I have a CCR1072 with two 10gig interafces bonded together (LACP, L2 only, mainly for failover).
I noticed that on the server side, one of the interface is down (the RX sid eof the link is at loss), and the server side LACP process also indicates the failing interface.
The interesting thing is, on the Mikrotik side (6.45.1 on both ROS and Routerboard image), nor the interface, nor the LACP indicates there is any problem:
The interface indicates: enabled, running, slave, link ok
The LACP also indicates everything is fine, which is interesting as the MII packets are not going through the faulty interface (0 packets as a matter of fact).
The log is also not indicating anything.
I use Mikrotik SFP modules (S+85DLC03DI). Both interfaces in the LACP group have disabled auto nego and TX/RX flow controls, and the link is fixed at 10gig.
The link monitoring attribute of the bond is MII, and that is the only choice for 802.3ad mode (LACP).
To add to this: the failing interface on the Mikrotik end might be in an UP state because it receives data from the server side, only the Mikrotik → Server direction is at fault, therefor the Mikrotik side does receives the MII frames from the server.

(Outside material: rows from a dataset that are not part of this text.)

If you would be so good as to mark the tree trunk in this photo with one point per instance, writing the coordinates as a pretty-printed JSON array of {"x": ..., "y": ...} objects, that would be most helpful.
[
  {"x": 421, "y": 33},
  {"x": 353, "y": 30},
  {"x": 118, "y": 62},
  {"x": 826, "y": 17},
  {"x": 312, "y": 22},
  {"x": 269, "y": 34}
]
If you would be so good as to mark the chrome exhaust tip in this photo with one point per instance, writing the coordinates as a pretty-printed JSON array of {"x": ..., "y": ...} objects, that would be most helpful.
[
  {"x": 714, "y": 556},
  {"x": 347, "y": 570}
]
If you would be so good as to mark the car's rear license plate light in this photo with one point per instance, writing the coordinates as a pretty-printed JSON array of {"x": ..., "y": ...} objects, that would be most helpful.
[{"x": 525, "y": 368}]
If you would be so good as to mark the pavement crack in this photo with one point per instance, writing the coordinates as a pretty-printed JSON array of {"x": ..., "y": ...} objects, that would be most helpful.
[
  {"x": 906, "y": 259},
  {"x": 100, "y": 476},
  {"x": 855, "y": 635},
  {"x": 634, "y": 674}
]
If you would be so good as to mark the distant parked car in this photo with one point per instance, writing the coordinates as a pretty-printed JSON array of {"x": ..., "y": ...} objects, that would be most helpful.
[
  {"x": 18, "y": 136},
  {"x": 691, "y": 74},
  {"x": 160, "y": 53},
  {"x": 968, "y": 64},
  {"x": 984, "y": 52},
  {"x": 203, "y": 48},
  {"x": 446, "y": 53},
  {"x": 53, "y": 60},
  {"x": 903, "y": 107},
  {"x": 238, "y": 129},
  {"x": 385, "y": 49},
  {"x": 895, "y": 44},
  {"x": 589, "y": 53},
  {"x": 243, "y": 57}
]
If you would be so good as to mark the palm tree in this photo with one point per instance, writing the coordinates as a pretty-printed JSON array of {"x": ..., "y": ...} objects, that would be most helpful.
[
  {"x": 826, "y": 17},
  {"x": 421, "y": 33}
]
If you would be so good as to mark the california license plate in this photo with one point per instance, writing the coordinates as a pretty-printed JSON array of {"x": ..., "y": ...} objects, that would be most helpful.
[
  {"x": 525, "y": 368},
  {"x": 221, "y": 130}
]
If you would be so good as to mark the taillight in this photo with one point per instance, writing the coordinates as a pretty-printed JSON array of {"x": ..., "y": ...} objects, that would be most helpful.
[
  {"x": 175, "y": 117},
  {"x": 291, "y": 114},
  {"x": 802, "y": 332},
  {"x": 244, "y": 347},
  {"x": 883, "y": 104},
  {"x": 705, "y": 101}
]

I am not sure how the MII link monitoring should work, but I suspect that the standard developers were not as stupid to leave this type of a (half sided) fault out of the plan
Mii monitoring works approximately as well as speed (and duplex) auto-negotiation. I.e. it can sometimes fail if connection is marginal … Which opens a question: is there a good reason not to allow autonegotiation on those two links?

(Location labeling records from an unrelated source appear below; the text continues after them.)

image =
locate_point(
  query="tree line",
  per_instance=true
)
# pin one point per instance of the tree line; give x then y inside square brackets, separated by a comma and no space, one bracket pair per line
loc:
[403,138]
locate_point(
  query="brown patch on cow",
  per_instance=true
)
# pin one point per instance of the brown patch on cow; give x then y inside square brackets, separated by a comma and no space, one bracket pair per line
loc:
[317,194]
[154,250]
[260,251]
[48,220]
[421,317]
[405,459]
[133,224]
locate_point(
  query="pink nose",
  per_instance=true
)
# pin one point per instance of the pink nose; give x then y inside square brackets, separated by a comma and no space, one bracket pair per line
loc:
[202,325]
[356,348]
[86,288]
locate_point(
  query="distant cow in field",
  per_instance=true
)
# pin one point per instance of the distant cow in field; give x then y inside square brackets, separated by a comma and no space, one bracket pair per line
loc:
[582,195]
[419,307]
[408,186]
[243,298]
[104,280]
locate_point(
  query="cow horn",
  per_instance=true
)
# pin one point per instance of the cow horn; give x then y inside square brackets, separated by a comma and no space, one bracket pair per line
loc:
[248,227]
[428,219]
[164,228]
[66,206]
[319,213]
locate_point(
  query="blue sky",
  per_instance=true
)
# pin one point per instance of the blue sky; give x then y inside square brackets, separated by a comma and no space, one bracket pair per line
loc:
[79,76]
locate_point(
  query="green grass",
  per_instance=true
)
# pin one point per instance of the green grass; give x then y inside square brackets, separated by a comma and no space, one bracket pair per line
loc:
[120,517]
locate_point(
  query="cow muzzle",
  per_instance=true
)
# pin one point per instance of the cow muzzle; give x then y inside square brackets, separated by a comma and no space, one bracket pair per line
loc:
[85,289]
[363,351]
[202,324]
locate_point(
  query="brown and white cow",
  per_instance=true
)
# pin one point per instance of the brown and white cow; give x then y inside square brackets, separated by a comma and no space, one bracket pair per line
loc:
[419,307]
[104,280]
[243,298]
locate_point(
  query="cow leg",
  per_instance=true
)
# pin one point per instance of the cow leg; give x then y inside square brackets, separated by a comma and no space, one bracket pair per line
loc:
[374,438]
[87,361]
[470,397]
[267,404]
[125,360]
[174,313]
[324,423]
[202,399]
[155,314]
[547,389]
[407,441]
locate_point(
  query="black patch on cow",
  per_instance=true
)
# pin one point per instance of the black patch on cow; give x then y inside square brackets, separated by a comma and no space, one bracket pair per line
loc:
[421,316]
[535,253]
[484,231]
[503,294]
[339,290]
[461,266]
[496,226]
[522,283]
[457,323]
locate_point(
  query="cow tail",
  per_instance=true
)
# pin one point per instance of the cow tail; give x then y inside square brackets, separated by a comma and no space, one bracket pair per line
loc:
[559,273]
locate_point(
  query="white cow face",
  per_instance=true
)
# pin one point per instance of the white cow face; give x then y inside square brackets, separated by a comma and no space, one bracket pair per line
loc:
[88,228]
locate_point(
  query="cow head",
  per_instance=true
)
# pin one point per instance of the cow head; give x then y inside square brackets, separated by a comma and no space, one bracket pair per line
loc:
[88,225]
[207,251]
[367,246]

You mean that MII alone is not able to detect outage if only a single direction of a fiber link is affected?
So if I would enable auto nego, then the ethernet port would be able to detect the loss of the RX side loss and get the port state to down?

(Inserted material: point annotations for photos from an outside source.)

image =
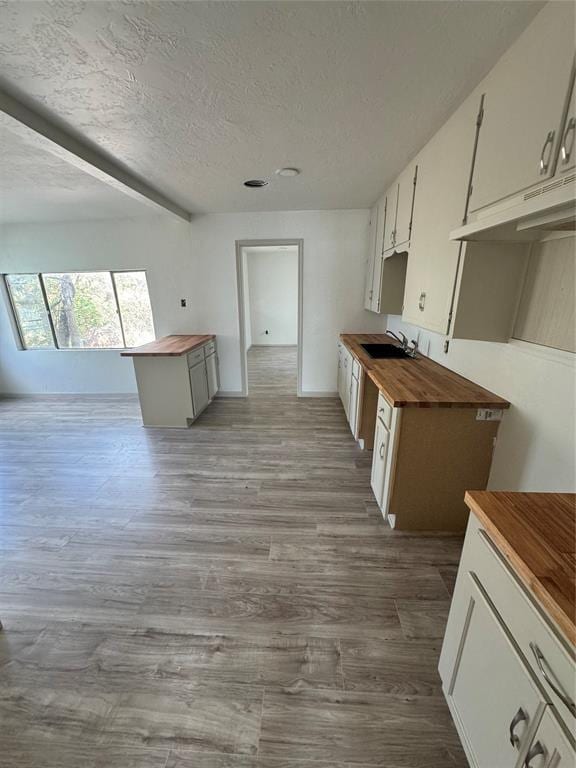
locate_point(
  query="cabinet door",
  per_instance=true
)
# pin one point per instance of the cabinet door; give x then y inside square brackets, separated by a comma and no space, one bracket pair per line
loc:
[381,439]
[212,374]
[567,157]
[199,384]
[525,97]
[369,277]
[389,232]
[406,190]
[345,380]
[491,690]
[550,747]
[443,169]
[353,410]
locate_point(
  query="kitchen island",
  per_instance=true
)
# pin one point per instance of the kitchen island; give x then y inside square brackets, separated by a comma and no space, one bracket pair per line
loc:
[432,432]
[177,378]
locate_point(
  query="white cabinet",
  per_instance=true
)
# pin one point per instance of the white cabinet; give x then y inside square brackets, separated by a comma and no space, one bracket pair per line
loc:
[354,401]
[491,692]
[407,183]
[550,747]
[389,232]
[381,440]
[525,98]
[212,375]
[505,711]
[199,386]
[443,169]
[344,377]
[385,273]
[372,293]
[400,207]
[370,258]
[174,389]
[567,157]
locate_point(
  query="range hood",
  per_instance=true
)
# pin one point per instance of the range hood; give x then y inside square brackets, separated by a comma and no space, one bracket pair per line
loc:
[548,208]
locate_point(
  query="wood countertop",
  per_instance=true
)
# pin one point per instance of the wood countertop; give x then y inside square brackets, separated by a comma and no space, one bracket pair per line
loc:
[419,382]
[536,534]
[169,346]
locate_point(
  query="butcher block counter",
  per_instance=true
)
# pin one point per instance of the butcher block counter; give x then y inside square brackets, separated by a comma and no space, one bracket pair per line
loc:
[536,533]
[177,377]
[432,433]
[508,659]
[418,382]
[170,346]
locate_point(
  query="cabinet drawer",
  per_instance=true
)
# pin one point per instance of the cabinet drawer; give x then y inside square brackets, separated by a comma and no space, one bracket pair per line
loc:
[543,650]
[384,410]
[195,357]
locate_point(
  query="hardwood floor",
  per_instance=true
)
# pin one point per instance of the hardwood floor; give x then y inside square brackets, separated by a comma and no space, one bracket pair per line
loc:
[226,596]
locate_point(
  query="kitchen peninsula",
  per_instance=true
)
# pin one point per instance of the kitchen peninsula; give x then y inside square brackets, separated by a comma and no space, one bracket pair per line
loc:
[432,432]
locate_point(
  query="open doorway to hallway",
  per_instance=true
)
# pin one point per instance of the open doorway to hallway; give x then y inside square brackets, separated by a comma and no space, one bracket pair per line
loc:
[269,295]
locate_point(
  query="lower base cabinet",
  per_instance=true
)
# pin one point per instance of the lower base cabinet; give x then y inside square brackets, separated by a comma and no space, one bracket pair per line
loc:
[174,390]
[501,706]
[423,462]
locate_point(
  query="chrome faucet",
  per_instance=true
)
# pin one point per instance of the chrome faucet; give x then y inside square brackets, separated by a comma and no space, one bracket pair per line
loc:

The LACP group consists of two 10gig fiber links, so I am not sure what would I gain to allow auto nego again (I believe it was not working with that setting by the way).
The whole thing depends heavily on how particular interface vendor implemented MII stuff inside their hardware … But yes, generally speaking fiber modules have no idea about Tx part of the link, they can only detect failing Rx. If autonegotiation process was running, it might detect link failure as the autonegotiation process itself is two-way and the remote end, detecting problems with its Rx (which is this side’s Tx), can signal the peer and this side thus gets some limited feedback. When link properties are manually set, such procedures don’t have to exist.